The East Midlander loves to ditch Google reviews in favour of testing out restaurants herself; she saves up her holiday snaps to post once she's home; and she switches off from work completely.
'Addicted to checking emails? Perfect time to detox and reset that habit. Enjoy the surroundings—if it's urgent, they'll text you. I work in hospitality, not hospitals. I deal with ads, not A&E,' Katie told The Mirror.
'Want to navigate from one part of an unknown country to another, on the other side of the road? Map out your route and factor in 'getting lost' time. When we 'got lost,' we found some of the most incredible spots for lunch, shopping, swimming and more. When you accidentally wander off the beaten tourist track, the real adventure begins.'
Hector Hughes and his company Unplugged have been at the forefront of digital detox travel for years. They welcome guests into charming cabins across the UK and invite them to truly switch off.
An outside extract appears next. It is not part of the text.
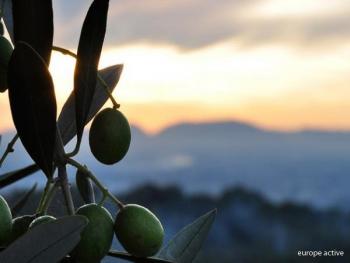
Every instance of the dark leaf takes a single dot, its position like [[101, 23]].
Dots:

'We include everything people need to be offline for three days: a phone lockbox, physical map and compass, cassette radio player, instant camera, and analogue entertainment like books and board games. Our cabins are completely analogue, with the only tech being an old-school Nokia to call local eateries or contact friends and family if needed. This helps people relax, with no outside noise or distractions—so they can feel human again,' Hector explained.
After burning out while working at a fast-paced tech start-up, Hector sought a 'hard reset' in a silent retreat in the Himalayas. He left relaxed, and with a new goal: to help others unwind amidst what he calls the 'screen epidemic.'
'A three-day digital detox has a magnitude of mental and physical benefits. Spending 72 hours offline and in nature dramatically reduces stress levels, improves sleep quality, boosts creativity and original thought, and brings you back to the present moment. Recent studies show that three days offline can start to curb phone addiction and even rewire your brain,' Hector said.
'Without Google or ChatGPT, you don't have an instant answer for everything. You can't just Google a question—you discuss it or think deeply about it. You also see everything through your own eyes, not through a lens. We strip all of this back and remind you what it feels like to feel and be present.'
At the end of my mini-analogue trip, I completely agree. It was the calmest, most engaging adventure I've had in a long time—and I'm already planning another.